Apart from the low-level functions, there are much more to do if you want your application to scale in multi-thread environement.
What we try with mORMot is to let it scale as much as possible.
Main trick is to avoid any unnecessary memory allocations.

Using functions returning string (or RawUTF8) is slow by design in this aspect.
You should better use dedicated classes avoiding memory allocations. This is what we do for all our DB or JSON process (e.g. avoiding memory copy, and working with in-place parsing and pointers).
See this blog article.

In short: if you want to scale, forget about basic RTL functions and the "string" type, and create your own dedicated process - this was the purpose of mORMot SynCommons.pas core unit.

For the very same reason, we used our UTF-8 type (Delphi is not UTF8 natively), to avoid conversion during internal ORM process (e.g. with JSON and database), with the benefit of being ready to work with pre-Unicode versions of Delphi applications.

There is a big gap between such a simple loop-based benchmark and a real application.
I'm not sure that making our optimized functions "general-purpose" would be worth it. Bottleneck is in the main coding style.
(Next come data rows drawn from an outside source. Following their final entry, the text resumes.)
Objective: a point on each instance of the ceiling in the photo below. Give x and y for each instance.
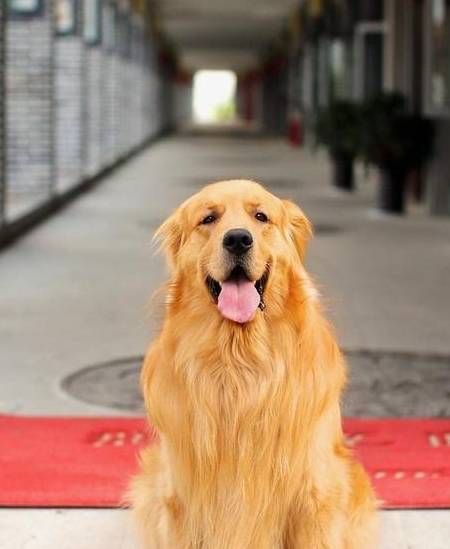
(217, 34)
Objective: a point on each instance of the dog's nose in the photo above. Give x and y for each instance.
(238, 241)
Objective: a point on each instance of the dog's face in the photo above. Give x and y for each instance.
(236, 240)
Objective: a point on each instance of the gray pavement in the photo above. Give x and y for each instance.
(75, 293)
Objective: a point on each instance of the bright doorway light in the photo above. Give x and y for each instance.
(214, 96)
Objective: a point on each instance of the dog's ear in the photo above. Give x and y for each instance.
(171, 237)
(299, 227)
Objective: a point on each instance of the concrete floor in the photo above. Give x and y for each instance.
(74, 294)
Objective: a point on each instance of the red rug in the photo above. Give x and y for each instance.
(87, 462)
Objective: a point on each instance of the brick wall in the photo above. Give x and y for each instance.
(29, 114)
(69, 77)
(72, 109)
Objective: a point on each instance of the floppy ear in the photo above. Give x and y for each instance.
(171, 237)
(299, 227)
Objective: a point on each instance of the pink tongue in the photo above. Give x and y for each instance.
(238, 301)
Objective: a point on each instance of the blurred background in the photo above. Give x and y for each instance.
(340, 105)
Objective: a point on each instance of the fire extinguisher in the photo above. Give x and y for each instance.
(295, 129)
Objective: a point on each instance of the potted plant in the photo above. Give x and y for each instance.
(337, 127)
(397, 143)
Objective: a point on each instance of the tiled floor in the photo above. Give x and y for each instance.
(75, 293)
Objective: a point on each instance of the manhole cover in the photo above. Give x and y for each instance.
(112, 384)
(397, 384)
(381, 385)
(323, 229)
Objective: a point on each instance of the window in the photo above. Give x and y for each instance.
(438, 57)
(91, 22)
(66, 16)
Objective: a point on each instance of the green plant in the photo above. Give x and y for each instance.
(391, 137)
(338, 127)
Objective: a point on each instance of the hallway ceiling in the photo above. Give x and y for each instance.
(222, 33)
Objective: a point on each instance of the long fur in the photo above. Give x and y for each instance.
(251, 452)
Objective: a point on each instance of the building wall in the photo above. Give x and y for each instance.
(69, 76)
(73, 106)
(29, 109)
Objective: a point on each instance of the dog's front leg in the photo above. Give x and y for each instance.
(319, 528)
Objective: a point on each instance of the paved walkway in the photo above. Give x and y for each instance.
(74, 294)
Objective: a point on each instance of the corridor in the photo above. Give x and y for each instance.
(76, 294)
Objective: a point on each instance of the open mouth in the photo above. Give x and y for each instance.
(238, 297)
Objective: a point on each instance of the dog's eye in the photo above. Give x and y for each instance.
(208, 219)
(260, 216)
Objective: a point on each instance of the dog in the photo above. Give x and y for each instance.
(243, 386)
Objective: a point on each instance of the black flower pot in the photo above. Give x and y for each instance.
(391, 190)
(343, 176)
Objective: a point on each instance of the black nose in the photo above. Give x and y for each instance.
(238, 241)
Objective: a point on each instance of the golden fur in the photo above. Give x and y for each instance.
(251, 452)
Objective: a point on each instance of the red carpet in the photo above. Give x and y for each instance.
(86, 462)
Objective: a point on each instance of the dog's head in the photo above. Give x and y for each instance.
(238, 243)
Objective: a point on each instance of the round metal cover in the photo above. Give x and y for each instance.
(381, 385)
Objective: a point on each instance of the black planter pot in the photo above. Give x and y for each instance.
(391, 189)
(343, 176)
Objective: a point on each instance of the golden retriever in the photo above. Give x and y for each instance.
(243, 386)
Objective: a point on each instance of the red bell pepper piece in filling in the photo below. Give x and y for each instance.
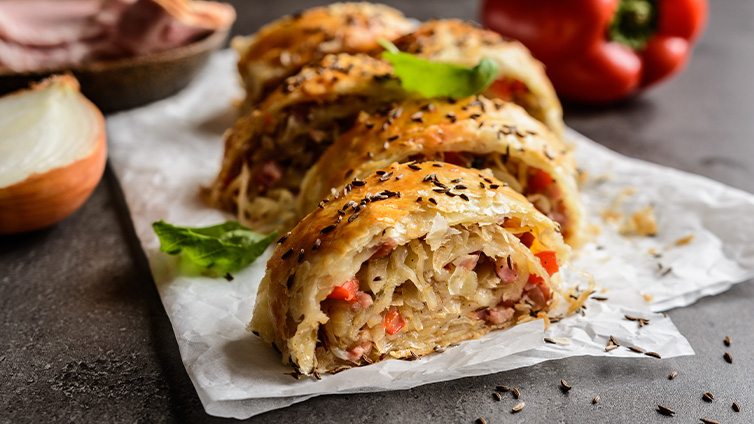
(347, 291)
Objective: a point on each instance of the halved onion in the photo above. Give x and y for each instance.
(52, 153)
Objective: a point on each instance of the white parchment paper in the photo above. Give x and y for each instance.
(164, 152)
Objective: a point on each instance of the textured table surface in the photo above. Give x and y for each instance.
(84, 337)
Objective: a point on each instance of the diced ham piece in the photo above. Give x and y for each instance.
(539, 294)
(468, 262)
(497, 315)
(387, 247)
(359, 350)
(270, 174)
(44, 34)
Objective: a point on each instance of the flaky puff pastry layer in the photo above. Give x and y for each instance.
(455, 41)
(393, 208)
(290, 130)
(281, 48)
(502, 135)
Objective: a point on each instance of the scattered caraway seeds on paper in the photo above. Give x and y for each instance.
(664, 410)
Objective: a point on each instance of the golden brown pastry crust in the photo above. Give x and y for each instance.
(455, 41)
(429, 130)
(329, 245)
(283, 47)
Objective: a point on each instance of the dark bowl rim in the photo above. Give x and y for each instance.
(206, 42)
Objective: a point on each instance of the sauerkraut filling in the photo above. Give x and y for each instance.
(516, 91)
(266, 183)
(431, 292)
(535, 184)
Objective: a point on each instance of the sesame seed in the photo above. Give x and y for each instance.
(284, 238)
(386, 177)
(328, 229)
(664, 410)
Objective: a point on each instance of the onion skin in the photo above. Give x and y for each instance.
(44, 199)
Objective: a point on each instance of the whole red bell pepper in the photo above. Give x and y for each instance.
(599, 51)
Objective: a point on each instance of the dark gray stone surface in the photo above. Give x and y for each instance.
(84, 337)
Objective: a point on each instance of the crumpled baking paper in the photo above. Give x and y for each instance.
(164, 152)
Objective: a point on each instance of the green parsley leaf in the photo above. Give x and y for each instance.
(225, 247)
(436, 79)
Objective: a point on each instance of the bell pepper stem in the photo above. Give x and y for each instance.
(634, 23)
In fact, when we use our Enhanced RTL for our regression tests using Delphi 7, there is not a big speed benefit with mORMot code, which by-pass most of the enhanced RTL functions.
And we are not affected by Delphi RTL speed regressions (like hidden charset conversions or slow UTF-8 process).

When it comes to speed, profiling of the real application is everything!
There is no magic-bullet library to make it fast.
Changing an algorithm results always in better profit than using overloaded asm-optimized versions of the functions.